Wright allowed 5 hitters to reach base (2 hits, 3 walks) against the A’s, resulting in 2 earned runs in 2.1 IP. To be fair to Wright, newly recalled Bobby Poyner is the man who gave up the hit that brought the 2 Oakland runs home, but Wright didn’t exactly hand a good situation off to Poyner upon his exit.
Wright was a welcome surprise to the Boston rotation in his first full season in the big leagues in 2016, going 13-6 with a 3.33 ERA in 24 starts. He had a mess of a time to begin last year, however, posting an 8.25 ERA in 5 starts before requiring season ending knee surgery. Nonetheless, he was expected to be a positive addition to the pitching staff upon his return in 2018, albeit in a different role than he’s accustomed to, but last night’s outing has raised some questions.

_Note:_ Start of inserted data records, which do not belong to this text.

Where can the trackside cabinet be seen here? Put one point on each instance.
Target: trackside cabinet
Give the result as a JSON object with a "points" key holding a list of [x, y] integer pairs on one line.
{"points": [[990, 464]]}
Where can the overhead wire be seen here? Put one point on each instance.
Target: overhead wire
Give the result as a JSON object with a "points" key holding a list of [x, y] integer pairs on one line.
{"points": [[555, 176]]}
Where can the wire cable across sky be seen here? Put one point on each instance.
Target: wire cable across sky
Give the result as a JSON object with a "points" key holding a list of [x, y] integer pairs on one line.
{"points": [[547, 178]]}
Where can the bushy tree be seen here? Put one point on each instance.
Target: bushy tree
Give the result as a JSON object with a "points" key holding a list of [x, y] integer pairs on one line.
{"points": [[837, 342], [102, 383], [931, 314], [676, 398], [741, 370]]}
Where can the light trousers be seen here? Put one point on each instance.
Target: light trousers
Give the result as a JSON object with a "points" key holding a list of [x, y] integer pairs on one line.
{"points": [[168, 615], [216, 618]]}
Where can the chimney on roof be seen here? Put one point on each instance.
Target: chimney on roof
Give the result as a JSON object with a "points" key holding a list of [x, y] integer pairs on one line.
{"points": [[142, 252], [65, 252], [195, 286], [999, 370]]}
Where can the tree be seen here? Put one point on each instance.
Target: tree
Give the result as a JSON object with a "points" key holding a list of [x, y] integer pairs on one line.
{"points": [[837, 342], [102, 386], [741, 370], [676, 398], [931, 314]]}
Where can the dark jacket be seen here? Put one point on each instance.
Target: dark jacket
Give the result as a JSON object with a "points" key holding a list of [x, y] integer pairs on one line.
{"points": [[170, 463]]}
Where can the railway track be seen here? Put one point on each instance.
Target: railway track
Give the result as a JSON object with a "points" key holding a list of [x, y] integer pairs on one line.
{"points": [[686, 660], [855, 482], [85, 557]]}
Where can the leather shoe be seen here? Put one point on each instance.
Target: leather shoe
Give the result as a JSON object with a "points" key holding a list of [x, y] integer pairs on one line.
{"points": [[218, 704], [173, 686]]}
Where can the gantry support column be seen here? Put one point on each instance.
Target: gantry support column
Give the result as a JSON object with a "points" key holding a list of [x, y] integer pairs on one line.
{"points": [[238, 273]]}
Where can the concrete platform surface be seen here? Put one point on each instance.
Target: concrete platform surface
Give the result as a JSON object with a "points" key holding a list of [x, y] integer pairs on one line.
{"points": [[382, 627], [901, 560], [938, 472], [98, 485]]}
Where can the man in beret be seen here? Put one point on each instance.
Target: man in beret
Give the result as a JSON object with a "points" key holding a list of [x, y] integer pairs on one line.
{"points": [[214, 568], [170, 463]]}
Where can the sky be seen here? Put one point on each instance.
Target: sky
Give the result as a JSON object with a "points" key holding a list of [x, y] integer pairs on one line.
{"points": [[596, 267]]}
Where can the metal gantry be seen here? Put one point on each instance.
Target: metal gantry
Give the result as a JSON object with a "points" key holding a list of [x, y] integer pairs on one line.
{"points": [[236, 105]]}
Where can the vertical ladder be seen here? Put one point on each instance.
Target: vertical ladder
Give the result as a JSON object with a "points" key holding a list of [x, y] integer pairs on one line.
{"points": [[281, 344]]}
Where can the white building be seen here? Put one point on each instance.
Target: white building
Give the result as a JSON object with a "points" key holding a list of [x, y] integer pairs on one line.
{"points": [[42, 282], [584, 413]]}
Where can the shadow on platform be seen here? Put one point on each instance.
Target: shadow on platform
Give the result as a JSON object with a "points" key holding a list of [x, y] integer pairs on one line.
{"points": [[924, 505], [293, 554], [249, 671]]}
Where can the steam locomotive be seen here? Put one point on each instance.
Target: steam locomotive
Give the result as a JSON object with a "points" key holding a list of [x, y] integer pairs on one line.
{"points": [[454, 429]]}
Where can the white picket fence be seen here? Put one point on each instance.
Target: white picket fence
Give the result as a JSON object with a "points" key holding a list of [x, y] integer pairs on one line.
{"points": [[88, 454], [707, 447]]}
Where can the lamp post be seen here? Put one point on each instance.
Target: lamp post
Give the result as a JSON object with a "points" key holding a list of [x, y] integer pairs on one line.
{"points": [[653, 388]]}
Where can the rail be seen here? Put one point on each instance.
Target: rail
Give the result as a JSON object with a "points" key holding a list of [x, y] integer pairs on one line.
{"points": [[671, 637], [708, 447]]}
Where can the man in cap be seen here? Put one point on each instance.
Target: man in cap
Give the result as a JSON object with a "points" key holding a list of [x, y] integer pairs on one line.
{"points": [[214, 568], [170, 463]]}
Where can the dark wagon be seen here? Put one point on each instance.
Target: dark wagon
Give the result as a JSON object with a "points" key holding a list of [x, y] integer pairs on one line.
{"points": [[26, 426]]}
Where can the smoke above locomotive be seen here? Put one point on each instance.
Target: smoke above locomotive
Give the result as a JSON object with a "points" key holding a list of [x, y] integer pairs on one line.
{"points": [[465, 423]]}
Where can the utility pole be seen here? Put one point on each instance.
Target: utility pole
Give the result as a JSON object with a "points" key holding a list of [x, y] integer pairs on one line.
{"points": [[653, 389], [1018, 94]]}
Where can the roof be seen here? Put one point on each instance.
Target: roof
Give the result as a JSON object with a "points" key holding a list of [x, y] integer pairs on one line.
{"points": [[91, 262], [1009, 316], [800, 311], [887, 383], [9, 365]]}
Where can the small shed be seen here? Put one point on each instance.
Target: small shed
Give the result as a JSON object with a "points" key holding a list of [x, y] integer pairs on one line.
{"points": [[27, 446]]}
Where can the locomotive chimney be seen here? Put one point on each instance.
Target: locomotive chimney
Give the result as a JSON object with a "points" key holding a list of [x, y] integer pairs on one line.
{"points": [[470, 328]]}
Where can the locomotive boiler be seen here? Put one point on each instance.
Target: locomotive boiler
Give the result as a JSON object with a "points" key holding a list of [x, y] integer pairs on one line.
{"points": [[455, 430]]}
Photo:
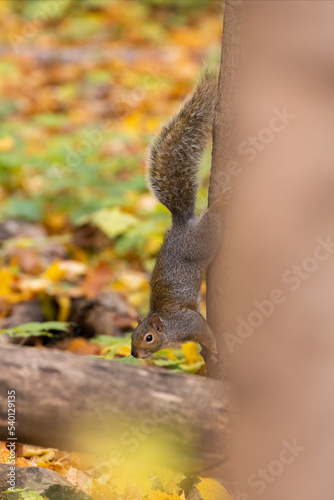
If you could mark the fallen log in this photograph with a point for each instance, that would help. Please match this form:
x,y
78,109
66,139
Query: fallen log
x,y
67,402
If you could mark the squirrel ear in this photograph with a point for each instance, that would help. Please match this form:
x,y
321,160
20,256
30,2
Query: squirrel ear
x,y
156,323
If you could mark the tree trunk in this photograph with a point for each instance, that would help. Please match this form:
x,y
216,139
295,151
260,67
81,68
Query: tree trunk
x,y
222,165
68,402
274,305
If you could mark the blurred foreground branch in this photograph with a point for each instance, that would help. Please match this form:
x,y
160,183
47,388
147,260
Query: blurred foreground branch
x,y
70,402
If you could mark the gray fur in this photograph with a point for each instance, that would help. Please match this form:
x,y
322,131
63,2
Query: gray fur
x,y
191,242
176,152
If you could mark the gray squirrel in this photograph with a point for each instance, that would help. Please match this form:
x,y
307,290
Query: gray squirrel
x,y
191,242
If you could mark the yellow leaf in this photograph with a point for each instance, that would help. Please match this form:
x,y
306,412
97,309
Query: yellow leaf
x,y
54,272
169,479
64,308
6,143
6,279
191,353
212,490
161,495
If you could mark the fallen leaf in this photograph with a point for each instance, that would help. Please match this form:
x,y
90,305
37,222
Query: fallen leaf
x,y
212,490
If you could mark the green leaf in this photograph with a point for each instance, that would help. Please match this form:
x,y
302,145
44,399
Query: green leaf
x,y
112,221
35,329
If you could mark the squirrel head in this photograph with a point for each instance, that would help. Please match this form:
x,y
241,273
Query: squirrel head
x,y
147,338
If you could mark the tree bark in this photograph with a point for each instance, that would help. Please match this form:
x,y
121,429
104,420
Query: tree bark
x,y
222,164
58,394
275,302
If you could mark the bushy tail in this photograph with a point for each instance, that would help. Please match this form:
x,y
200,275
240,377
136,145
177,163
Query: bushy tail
x,y
178,148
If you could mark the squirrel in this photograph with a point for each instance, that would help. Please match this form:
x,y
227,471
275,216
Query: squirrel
x,y
191,242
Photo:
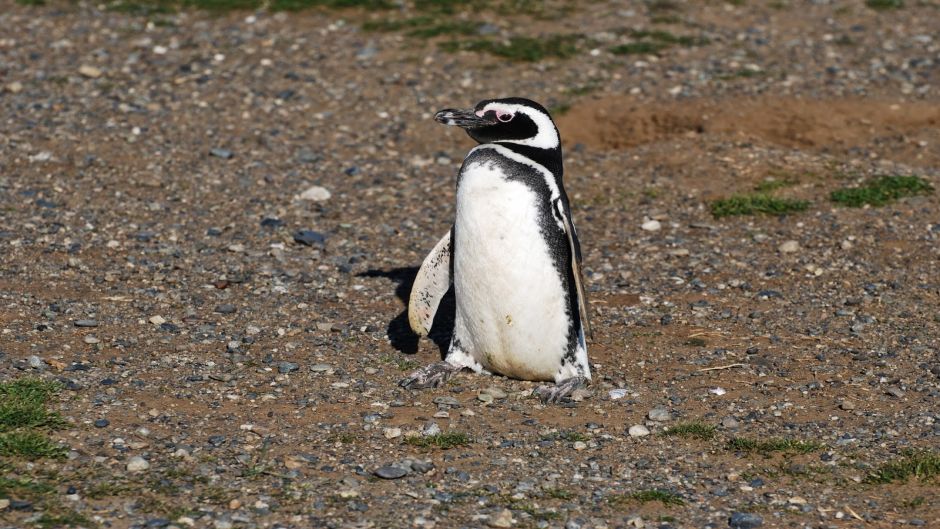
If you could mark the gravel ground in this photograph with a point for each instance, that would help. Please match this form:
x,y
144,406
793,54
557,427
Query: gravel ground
x,y
210,222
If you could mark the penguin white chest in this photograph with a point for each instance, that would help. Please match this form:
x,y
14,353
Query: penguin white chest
x,y
512,313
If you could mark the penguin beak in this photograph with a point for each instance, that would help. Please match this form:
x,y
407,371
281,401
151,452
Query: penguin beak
x,y
467,119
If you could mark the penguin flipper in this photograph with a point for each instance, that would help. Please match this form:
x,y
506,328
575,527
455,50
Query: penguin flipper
x,y
575,247
431,283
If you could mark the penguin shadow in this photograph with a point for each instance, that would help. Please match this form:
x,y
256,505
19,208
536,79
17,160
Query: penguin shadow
x,y
399,331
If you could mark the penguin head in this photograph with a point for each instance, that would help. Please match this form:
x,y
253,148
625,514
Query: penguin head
x,y
511,120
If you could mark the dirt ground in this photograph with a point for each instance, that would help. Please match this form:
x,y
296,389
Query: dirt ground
x,y
152,179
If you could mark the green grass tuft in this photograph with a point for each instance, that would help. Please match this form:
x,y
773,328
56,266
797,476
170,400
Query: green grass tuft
x,y
23,405
923,465
742,444
692,430
756,203
884,5
525,49
31,445
881,191
444,441
663,496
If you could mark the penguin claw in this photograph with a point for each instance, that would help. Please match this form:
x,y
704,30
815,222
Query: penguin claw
x,y
561,391
429,376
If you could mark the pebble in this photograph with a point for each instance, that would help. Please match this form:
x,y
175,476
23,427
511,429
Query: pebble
x,y
391,433
316,194
309,238
744,520
137,464
789,247
617,394
89,71
660,414
638,430
391,472
218,152
502,519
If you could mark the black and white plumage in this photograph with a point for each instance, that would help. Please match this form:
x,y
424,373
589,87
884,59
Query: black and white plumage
x,y
512,254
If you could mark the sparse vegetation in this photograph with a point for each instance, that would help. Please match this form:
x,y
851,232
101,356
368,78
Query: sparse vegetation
x,y
528,49
654,41
923,465
665,497
444,441
750,204
884,5
692,430
881,191
765,447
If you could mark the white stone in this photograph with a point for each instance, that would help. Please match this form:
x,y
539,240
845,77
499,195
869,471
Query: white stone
x,y
137,464
789,247
316,194
638,430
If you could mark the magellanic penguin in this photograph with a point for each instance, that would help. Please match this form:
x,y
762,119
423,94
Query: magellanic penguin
x,y
513,257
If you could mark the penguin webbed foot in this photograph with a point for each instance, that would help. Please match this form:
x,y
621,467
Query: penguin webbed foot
x,y
561,391
429,376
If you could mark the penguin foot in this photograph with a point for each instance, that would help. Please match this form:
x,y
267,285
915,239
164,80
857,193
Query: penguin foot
x,y
561,391
429,376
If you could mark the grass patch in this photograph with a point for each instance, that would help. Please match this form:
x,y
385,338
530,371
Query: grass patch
x,y
743,444
523,49
444,441
750,204
772,185
884,5
23,405
653,41
31,445
923,465
692,430
665,497
881,191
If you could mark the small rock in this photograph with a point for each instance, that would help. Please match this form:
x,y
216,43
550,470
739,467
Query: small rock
x,y
137,464
287,367
391,472
495,392
392,433
309,238
502,519
638,430
218,152
316,194
744,520
659,413
89,71
789,247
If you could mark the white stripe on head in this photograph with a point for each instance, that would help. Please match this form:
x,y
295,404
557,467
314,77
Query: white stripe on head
x,y
547,135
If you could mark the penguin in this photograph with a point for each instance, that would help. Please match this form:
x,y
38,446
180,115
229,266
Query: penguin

For one, how prudent is it to hand a knuckleballer the ball out of the bullpen in tight games? Many would say it’s unwise to do so, but in defense of Alex Cora and the rest of the decision makers within the Red Sox organization, it’s not exactly a novel idea. Tim Wakefield comes to mind first when thinking about knuckleball relievers, particularly because he’s an all-time Red Sox great. In the final two years of his tenure in Boston, Wakefield made 23 appearances in relief, and while he wasn’t exactly the most dominating pitcher in that role, he was perfectly effective as a long reliever.
If that’s the job that Wright will be tasked with this year, and his extended 2.1 inning appearance last night suggests that it is, then he deserves more than a single game to prove himself on the mound. One or two bad outings does not make a pitcher a failure, and yesterday’s sub-par performance from Wright should not instantly put him over the coals.